The new tax year heralds excitement aplenty for Stocks and Shares ISA investors. The reset of the £20,000 annual allowance, combined with the recent market sell-off, creates an ocean of exceptional investment opportunities.
As I recently explained, those seeking FTSE 250 bargains might be interested in snapping up B&M European Value Retail. It’s not the only cut-price corker I’m looking closely at buying today though. Another beauty from Britain’s second-tier share index I’m considering snapping up is Sabre Insurance Group (LSE: SBRE).
Life and non-life insurers are classic safe-haven plays in times of economic, political and social upheaval. This makes motor insurance specialist Sabre a brilliant buy as the coronavirus crisis continues.
And at current prices it looks particularly tasty. A low forward price-to-earnings (P/E) ratio of 15.2 times is decent, but might not look too special. But from a dividend perspective, Sabre makes some serious waves. Its yield for 2020 sits at a fatty 6.7%.
That’s not to say that Sabre hasn’t rung a few alarm bells on the dividend front. Last week it said it was deferring its decision to pay a supplementary reward for 2019 following the coronavirus outbreak.
This is no reason for possible buyers to panic though.

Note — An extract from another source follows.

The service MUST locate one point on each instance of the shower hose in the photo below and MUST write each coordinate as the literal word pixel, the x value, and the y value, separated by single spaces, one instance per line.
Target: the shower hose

The insurance play said that “Covid-19 is not currently expected to generate any significant adverse capital strain.” It’s decided to take a cautionary approach until the full impact of the crisis on its operations (and the wider economy) becomes apparent.
Sabre still felt confident enough to raise 2019’s final dividend by almost 20% year-on-year to 8.1p per share. Rising car insurance premiums give the business something to cheer for 2020 and 2021 despite pandemic-related tension. And the insurer’s strong balance sheet and mighty cash generation provide something else to celebrate. Its solvency ratio of 180% after dividends as of December soared past its target of 140% to 160%.
Another hero for your Stocks & Shares ISA
Sabre isn’t the only terrific defensive share to buy in these tough times. Having some exposure to gold is also a great idea for ISA investors and Centamin (LSE: CEY) is one great way to play this theme.
With dividends toppling like dominoes, this African metal producer seems like a particularly-intelligent buy. As the boffins over at Jefferies commented: “Against the backdrop of widespread dividend suspensions/reductions in other industries… Centamin should be considered a safer divi play.” The broker highlights that the FTSE 250 digger has no debt on its books and close to $400m in cash and liquid assets.
At recent prices Centamin carries a chunky 4.4% dividend yield for 2020. This isn’t the only reason why it packs a punch for value-hungry stock pickers though. It also trades on a forward P/E multiple of 12.9 times. Given the bright outlook for gold prices this year and potentially beyond, this provides a solid foundation for some meaty share price gains. I’d happily buy the gold play for my ISA and hold it for years.